Most gas station pumps automatically shut off at $50. A year ago this was no problem. But since gas prices have skyrocketed to just under $3 a gallon following Hurricane Katrina, I can’t fill up both of the tanks in my Ford F-150 truck at one time. No sooner do I start on my second tank then I reach the $50 limit. I can circumvent this automatic cutoff by inserting my credit card a second time and filling the other tank. Yet this does nothing to reduce the pain of shelling out $70 in one trip to the gas station.
The high gas prices especially hurt college students. Most of us have a nominal income; we would rather not spend a large chunk of it just getting around. No wonder so many of us are complaining that the oil companies are price gouging, that gas station owners are bilking us for all they can get and that it’s time for the government to step in and make those prices come down.There is no argument: High gas prices are painful. Spending more money on transportation leaves us with less for other necessities. And those other necessities cost more than they used to. Food, clothing and other retail goods all go up in price to compensate for the increased shipping costs caused by higher fuel prices. Couple these obvious costs with the investor uncertainty that permeates our whole economy as a result of high oil prices and it is easy to understand why the stock market went down over 260 points in the first three days of last week.

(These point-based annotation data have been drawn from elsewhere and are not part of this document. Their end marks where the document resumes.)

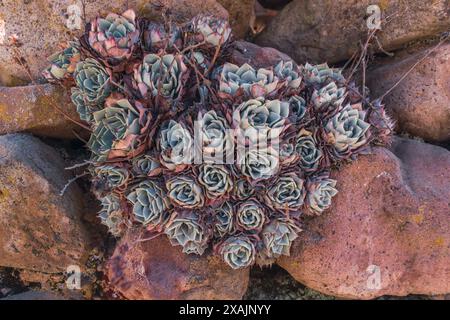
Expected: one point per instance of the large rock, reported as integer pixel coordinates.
(388, 230)
(34, 109)
(154, 269)
(330, 30)
(421, 102)
(42, 24)
(39, 229)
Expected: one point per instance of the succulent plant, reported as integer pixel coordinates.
(115, 36)
(184, 192)
(250, 216)
(318, 75)
(117, 129)
(235, 79)
(84, 110)
(156, 37)
(348, 131)
(259, 120)
(310, 153)
(109, 177)
(215, 179)
(297, 109)
(238, 252)
(176, 146)
(93, 80)
(211, 30)
(224, 220)
(278, 236)
(161, 75)
(289, 72)
(149, 204)
(186, 230)
(62, 63)
(328, 98)
(111, 215)
(146, 165)
(320, 191)
(287, 193)
(216, 139)
(259, 164)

Despite these negative factors associated with high gas prices, we should actually hope they are here to stay. Before you say I’m crazy, consider that only when gas-guzzling pickup trucks and SUVs become prohibitively expensive will Americans move en masse to more fuel-efficient vehicles. Ideals don’t cause people to trade in their Hummers for Hondas; their wallets do. There’s a reason why Europeans drive cars that get 40 miles to the gallon – they pay $5 for every gallon they use.
According to an article published by CNN Money on Sept. 14, major car manufacturers including Toyota, Chrysler and BMW are all introducing new technologies to improve fuel efficiency. The article specifically links these auto manufacturers’ actions with the continued rise in oil prices. In addition, alternative fuel technologies such as biodiesel (fuel from soybean oil and other organic products), ethanol (fuel from corn) and hydrogen will all receive a push as higher gas prices allow them to compete with the current oil monopoly.
And then there’s the environment. I’m not convinced Florida will be under water in a hundred years as a result of global warming, but we do know that thousands of people die each year from polluted air as a result of heavy oil and gasoline usage, and we do know that oil, as a nonrenewable resource, is limited in quantity. While we may pay more for gas now, it could be the very thing that encourages the market to end our addiction to oil. President George W. Bush pushed an energy bill through Congress and into law, yet even he admits this legislation will do little to help our transportation future. But real market forces brought about by the twin combination of Hurricanes Katrina and Rita may provide the impetus to finally end America’s addiction to oil.Of course, I’m still the model hypocrite. I’m not planning on selling my truck to buy a roller skate-sized hybrid anytime soon.